WHAT ABOUT GENIUS?
We come finally to what may be the most important point of all—the point to where we inquire into the responsibility of the public schools for children who are as far above those of 130 IQ (S-B) as the latter are above 100 IQ (S-B). I refer to those very rarely occurring pupils who test at or above 170 IQ (S-B). These children are important for civilization in inverse ratio to their infrequency of occurrence. They are the ones who can not only conserve thought in its abstract reaches, but who can originate new thoughts, new inventions, new patterns, and who can solve problems.
When, about twenty years ago, Terman [8] began to attempt classifications of high deviates, on the basis of IQ, he called 140 IQ (S-B) "genius or near genius." The intervening years have proved that this idea must be revised. Seniors in many of our first-rate colleges test at a median of 140 IQ (S-B) or even higher, and about a quarter of all college graduates test at or above this level.
That point in the distribution of IQ where mental products suggestive of genius, as defined by lexicographers, begin to appear, seems to be as far above 140 IQ as 140 IQ is above average. Somewhere between 170 and 180 IQ (S-B) we begin to see merging in early adulthood that "highly unusual power of invention or origination," that "original creative power, frequently working through the imagination," which is ordinarily called "genius." [9]
This element in our juvenile population, so significant and so rarely found, passes unrecognized at present through the public schools. We have not even commenced to evolve an education suitable for a child who at 9 or 10 years of age is able to think on a college level. The idea that such children exist at all is even laughed at to scorn by teachers and principals who have a quarter of a century of "experience" behind them. These children have no way of making themselves known. The mental tests make them known. They become known only to those educators who "believe in" mental tests.
The most interesting problem in education is to discover how these children, testing above 170 IQ (S-B) can and should be educated; to devise ways and means whereby these far deviates may get the full use of their abilities in school and society, especially when they have no money. The concept of democracy on which the United States was founded is one of equality of opportunity. The intention of our educational policy is that every child should have a chance to develop as his natural abilities may entitle him to do, all artificial distinctions being eliminated. Now at last psychological science has provided an effective instrument for achieving this democracy in education, namely the mental test, by means of which a child may be recognized for his own ability, regardless of age, sex, race, creed, or economic condition.

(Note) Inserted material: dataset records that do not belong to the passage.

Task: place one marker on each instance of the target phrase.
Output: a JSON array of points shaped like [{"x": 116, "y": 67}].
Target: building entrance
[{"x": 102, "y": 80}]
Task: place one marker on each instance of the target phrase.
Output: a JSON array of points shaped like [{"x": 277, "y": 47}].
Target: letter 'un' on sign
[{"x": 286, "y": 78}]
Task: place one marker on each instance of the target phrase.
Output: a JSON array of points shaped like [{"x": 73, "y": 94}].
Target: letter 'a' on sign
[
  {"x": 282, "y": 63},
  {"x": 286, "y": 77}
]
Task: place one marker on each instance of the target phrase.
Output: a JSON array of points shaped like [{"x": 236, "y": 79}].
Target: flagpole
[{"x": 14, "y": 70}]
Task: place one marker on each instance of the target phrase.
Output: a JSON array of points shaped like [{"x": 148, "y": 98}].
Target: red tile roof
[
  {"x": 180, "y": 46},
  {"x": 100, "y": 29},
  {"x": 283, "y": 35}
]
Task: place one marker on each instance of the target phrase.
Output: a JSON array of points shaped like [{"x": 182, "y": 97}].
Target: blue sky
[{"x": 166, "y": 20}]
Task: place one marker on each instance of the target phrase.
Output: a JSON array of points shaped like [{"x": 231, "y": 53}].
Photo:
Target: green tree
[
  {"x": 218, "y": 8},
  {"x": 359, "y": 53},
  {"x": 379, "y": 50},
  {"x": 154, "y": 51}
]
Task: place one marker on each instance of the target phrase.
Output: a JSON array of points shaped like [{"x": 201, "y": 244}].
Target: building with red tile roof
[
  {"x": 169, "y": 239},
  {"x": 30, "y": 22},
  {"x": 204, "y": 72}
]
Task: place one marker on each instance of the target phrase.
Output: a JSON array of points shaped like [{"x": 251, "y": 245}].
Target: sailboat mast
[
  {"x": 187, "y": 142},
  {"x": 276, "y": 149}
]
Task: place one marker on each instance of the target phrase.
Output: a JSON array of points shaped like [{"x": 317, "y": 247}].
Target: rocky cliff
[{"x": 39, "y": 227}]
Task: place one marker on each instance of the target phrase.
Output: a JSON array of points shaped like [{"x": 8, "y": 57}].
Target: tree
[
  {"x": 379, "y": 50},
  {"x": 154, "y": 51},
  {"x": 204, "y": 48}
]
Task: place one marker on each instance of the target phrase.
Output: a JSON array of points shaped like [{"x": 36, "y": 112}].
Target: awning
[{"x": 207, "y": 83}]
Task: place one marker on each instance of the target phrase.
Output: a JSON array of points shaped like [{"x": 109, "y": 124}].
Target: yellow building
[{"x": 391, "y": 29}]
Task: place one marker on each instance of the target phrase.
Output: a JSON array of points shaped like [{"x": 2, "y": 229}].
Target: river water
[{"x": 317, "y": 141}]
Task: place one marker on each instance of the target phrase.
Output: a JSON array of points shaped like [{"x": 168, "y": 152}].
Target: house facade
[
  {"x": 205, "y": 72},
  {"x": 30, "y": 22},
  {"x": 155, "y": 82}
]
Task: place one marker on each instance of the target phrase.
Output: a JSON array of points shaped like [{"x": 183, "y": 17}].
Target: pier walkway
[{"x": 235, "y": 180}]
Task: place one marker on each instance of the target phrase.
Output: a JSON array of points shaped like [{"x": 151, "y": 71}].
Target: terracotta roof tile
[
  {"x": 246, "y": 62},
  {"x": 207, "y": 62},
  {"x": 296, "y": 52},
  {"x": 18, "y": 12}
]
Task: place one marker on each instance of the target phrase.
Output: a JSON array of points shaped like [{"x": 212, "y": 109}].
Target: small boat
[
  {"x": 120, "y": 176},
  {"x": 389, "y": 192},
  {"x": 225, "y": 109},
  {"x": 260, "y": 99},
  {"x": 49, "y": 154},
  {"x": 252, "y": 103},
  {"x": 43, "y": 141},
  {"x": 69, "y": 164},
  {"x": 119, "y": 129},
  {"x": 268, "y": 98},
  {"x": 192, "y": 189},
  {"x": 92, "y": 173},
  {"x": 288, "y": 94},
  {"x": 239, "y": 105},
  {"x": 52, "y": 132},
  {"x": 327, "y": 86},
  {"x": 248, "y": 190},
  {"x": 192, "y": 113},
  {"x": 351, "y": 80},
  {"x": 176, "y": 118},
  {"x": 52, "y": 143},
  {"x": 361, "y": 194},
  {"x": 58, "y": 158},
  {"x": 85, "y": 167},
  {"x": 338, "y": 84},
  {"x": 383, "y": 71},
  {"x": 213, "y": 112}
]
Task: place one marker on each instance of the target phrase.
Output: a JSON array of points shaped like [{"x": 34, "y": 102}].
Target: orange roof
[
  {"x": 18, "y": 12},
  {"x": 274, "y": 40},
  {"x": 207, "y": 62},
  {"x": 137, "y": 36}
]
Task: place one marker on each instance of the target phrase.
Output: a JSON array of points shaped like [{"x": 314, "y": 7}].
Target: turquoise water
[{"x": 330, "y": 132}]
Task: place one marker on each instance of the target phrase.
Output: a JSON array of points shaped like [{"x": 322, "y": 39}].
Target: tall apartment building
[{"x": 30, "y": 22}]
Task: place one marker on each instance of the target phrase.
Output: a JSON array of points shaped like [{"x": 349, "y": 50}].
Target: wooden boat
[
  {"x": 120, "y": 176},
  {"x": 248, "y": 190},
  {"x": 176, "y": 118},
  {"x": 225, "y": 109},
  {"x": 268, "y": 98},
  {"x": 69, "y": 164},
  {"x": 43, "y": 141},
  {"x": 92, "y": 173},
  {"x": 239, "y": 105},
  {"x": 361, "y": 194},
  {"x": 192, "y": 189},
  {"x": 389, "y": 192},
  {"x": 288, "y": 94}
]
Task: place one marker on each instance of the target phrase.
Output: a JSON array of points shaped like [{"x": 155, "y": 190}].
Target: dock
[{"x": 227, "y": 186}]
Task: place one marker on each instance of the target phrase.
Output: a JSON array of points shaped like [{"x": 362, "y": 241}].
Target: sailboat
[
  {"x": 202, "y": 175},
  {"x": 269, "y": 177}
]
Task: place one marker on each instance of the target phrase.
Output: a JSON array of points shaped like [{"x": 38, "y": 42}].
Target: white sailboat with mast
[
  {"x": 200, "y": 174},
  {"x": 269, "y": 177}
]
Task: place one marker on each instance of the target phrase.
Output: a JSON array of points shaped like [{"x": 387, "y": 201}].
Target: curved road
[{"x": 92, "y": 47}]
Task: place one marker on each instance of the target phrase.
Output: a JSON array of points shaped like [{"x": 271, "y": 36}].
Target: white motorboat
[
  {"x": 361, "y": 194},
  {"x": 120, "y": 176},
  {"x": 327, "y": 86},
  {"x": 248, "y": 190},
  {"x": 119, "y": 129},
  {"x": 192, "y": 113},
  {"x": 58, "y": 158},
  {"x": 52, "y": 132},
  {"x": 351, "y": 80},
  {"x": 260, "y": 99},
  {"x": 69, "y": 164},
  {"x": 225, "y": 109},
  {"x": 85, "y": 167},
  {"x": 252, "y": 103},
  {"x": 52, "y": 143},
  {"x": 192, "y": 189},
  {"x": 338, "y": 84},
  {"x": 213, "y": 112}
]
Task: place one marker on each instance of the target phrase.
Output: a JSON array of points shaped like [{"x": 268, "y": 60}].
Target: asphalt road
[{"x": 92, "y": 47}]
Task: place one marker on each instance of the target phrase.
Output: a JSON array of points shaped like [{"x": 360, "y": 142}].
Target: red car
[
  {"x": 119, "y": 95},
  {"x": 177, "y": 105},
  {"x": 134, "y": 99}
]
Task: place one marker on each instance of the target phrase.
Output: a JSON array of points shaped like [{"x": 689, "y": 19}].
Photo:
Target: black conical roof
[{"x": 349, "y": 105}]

How shall we as educators utilize this instrument of genuine democracy? How shall we proceed under conditions in which the founding fathers are now mistaken by many citizens to have proclaimed and promised biological equality!
Perhaps we should take another leaf from the book of the French Republic, where the delusion of biological equality has always been successfully avoided; where the State continually reviews its attempt to secure equality of opportunity by explicit efforts to find and foster the natural élite, and to know where the gifted are located in the French population. [11]
We may also consider the Belgian policies, with regard to subsidy of the gifted, [12] "Ce principe fondamental: Que chaque enfant, quelle que soit la situation de fortune des parents, soit mis en état d'acquérir par l'instruction tout le développement intellectuel et professionnel dont il est capable."
All the questions here raised call for definite answers at the present time. Such questions could not be effectively raised prior to the twentieth century, because psychologists had not previously advanced to a point of supplying a scientific method of determining intelligence in childhood. It is the most significant contribution of psychology to education, in this century—and perhaps in all centuries—that we are now enabled to know the mental caliber of a human being in his early years.